La première moitié de Revenge, impressionnante avec son esthétique léchée et son montage pop qui ne sont pas sans rappeler, dans une certaine mesure, Grave de Julia Ducournau, joue avec les clichés et les attentes du spectateur, et livre une réflexion en creux sur l’objectification du corps féminin, souvent considéré comme un objet de consommation au même titre que les produits qu’il sert à promouvoir dans la publicité. Pourtant, ce côté pétillant, sensuel et coloré sont entièrement assumés par le personnage féminin, femme libre qui entend vivre comme elle veut sans pour autant se conformer aux desiratas de ces messieurs. Des hommes — ici des chasseurs d’élite — particulièrement violents, et pour lesquels son consentement va de soi, puisqu’elle n’est qu’une Lolita, une fille facile… Ainsi, Coralie Fargeat adopte une lecture féministe sans pour autant insinuer que la manière de se comporter et de s’habiller de son héroïne ne serait que le résultat d’une emprise masculine, comme cela est malheureusement parfois le cas.

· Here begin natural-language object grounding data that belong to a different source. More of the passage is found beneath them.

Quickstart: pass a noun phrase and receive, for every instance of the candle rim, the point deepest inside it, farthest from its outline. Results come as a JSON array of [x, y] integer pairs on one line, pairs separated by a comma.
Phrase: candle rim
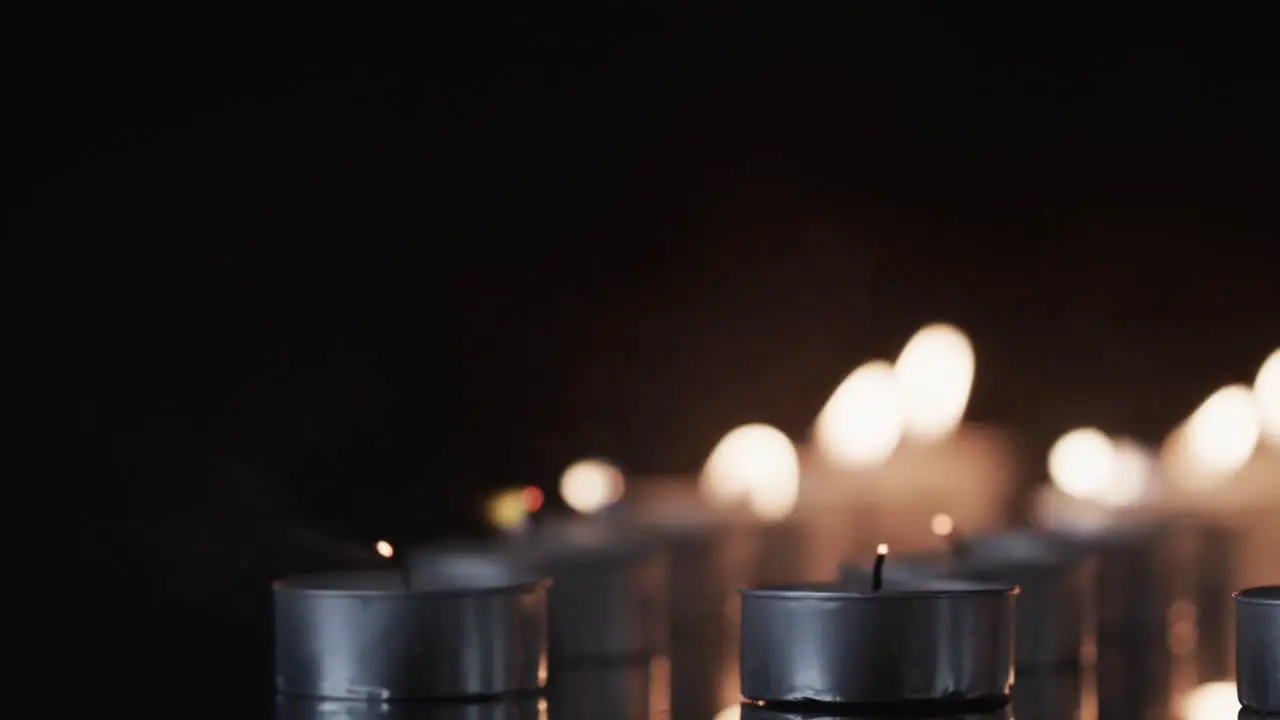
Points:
[[311, 583], [1261, 595], [836, 591]]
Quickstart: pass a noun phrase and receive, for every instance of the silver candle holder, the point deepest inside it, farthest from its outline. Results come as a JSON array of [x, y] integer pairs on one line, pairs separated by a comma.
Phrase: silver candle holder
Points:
[[1257, 648], [451, 625], [923, 642]]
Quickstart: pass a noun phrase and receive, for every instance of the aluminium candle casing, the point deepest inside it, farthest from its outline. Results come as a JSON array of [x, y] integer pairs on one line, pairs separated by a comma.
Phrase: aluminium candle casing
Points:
[[465, 625], [1257, 648], [929, 641], [608, 601], [1054, 577]]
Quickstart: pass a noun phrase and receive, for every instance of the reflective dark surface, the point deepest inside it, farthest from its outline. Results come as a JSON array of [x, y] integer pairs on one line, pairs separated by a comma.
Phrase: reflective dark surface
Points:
[[1130, 680]]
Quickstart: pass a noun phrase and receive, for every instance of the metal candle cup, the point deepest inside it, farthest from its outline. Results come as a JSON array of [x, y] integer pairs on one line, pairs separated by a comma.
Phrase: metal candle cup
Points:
[[929, 641], [609, 596], [1052, 575], [466, 625], [1257, 648]]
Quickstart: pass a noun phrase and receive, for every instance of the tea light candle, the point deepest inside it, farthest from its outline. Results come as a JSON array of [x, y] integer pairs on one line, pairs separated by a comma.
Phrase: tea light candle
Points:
[[1100, 496], [608, 600], [1052, 574], [609, 595], [923, 642], [453, 624], [1257, 648]]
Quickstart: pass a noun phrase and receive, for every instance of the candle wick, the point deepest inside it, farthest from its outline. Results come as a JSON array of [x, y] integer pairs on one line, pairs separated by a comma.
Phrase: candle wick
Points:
[[956, 545], [878, 572]]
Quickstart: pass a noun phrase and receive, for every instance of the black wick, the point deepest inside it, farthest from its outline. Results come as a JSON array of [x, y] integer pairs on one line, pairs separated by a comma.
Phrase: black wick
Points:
[[878, 569]]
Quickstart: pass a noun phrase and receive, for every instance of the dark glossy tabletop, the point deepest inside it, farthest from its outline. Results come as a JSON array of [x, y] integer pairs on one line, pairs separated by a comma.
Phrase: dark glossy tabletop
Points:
[[1129, 680]]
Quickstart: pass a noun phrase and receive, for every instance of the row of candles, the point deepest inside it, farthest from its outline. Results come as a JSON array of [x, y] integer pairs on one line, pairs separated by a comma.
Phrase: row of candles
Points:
[[892, 464]]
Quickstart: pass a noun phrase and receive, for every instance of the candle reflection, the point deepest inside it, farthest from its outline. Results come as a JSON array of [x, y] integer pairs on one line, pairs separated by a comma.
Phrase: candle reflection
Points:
[[1210, 701]]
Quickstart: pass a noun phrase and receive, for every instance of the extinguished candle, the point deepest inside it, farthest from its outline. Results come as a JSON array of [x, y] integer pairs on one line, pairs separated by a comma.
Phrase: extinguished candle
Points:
[[449, 624], [923, 642], [1257, 648]]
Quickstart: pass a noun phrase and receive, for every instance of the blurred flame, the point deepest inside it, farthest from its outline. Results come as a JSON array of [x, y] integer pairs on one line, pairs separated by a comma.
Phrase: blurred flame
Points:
[[942, 524], [862, 423], [757, 464], [1221, 434], [1210, 701], [1266, 387], [507, 510], [533, 497], [731, 712], [1129, 479], [1082, 461], [935, 379], [590, 486], [384, 548]]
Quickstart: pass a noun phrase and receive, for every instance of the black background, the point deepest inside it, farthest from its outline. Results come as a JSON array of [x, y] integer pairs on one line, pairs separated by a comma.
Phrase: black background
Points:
[[310, 277]]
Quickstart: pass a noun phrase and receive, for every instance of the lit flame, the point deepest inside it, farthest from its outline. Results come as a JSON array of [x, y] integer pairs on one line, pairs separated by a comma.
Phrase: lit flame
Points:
[[1266, 387], [755, 464], [942, 524], [862, 423], [1221, 433], [1082, 461], [590, 486], [384, 548], [1129, 479], [533, 497], [1210, 701], [935, 379], [508, 510]]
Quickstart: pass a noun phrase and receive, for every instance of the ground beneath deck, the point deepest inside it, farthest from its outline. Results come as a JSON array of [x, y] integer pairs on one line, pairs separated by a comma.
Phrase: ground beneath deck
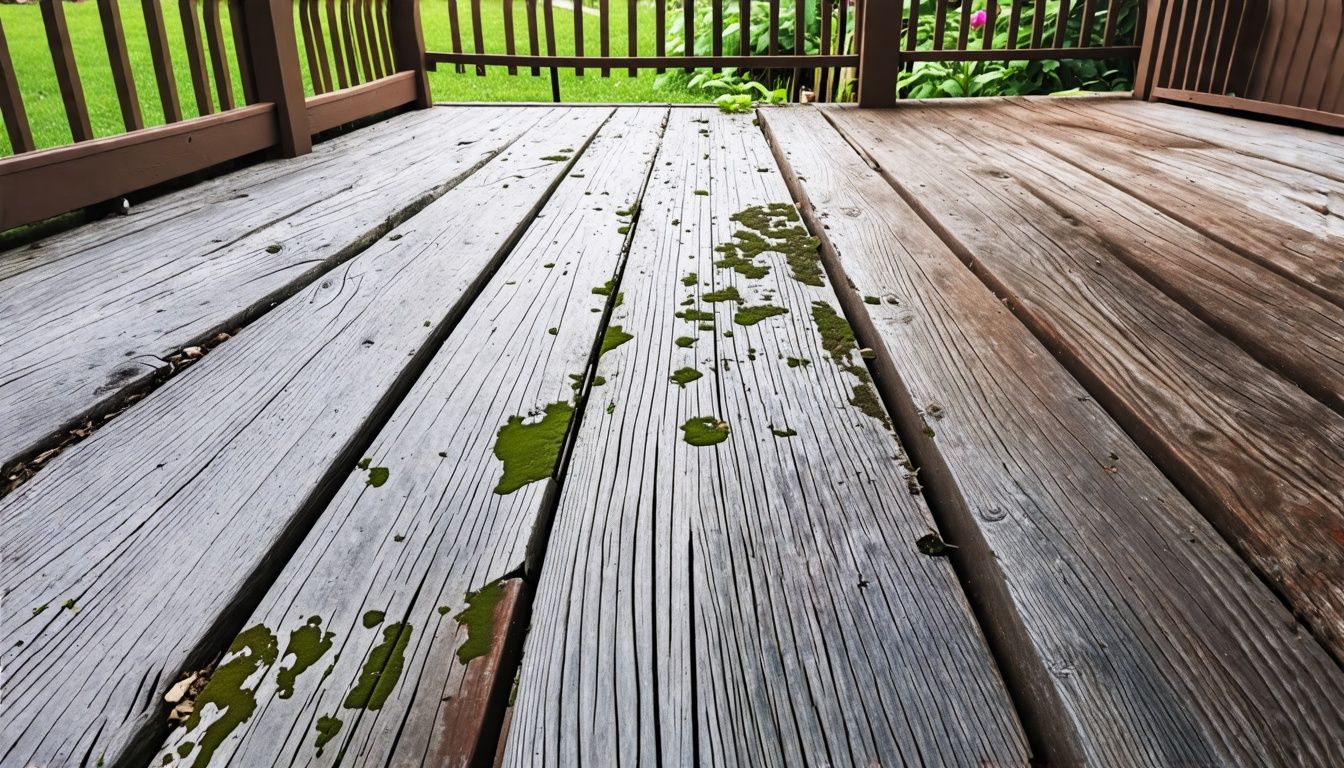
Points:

Un survival aux qualités esthétiques certaines

image kevin janssens revenge film coralie fargeat

Lorsque intervient le retournement de situation attendu, le film bascule alors dans le pur survival, ne s’autorisant que quelques petits commentaires bien sentis sur l’objectification des femmes au sein de la société de consommation à travers des spots diffusés sur la télé du salon. Efficace bien que pas toujours crédible, Revenge dézingue alors tous azimuts, et met joliment en valeur ses paysages de désert américain lors de la course effrénée de son héroïne, très remontée. A ceux qui s’inquièteraient que le film prône la justice personnelle — le timing avec l’affaire Weinstein est bien entendu involontaire mais le parallèle s’impose —  il faut préciser que le personnage ne tue pas par pur désir de vengeance, mais avant tout pour assurer sa survie, puisque ses assaillants cherchent eux aussi à la retrouver pour l’éliminer lorsqu’ils constatent qu’elle n’est pas morte. La proie devient alors chasseur… De même, si les hommes du film sont des prédateurs, Revenge ne prétend pas que cela est le cas de tous les hommes.

Pour le reste, le long-métrage présente quelques imperfections (un jeu inégal des acteurs masculins, notamment), mais convainc par ses qualités plastiques et sa dimension viscérale, incarnée, qui fait que la violence n’est jamais gommée, quand bien même Coralie Fargeat joue parfois sur l’humour, notamment lorsqu’elle se moque des mésaventures du trio d’agresseurs. Lors de la traque finale, elle donne même une vision assez surprenante et brute de décoffrage de la nudité masculine, crue et frontale. Face à ces indéniables qualités et au charisme de Matilda Anna Ingrid Lutz, on pardonne alors les quelques incohérences de Revenge pour saluer l’abattage de l’ensemble.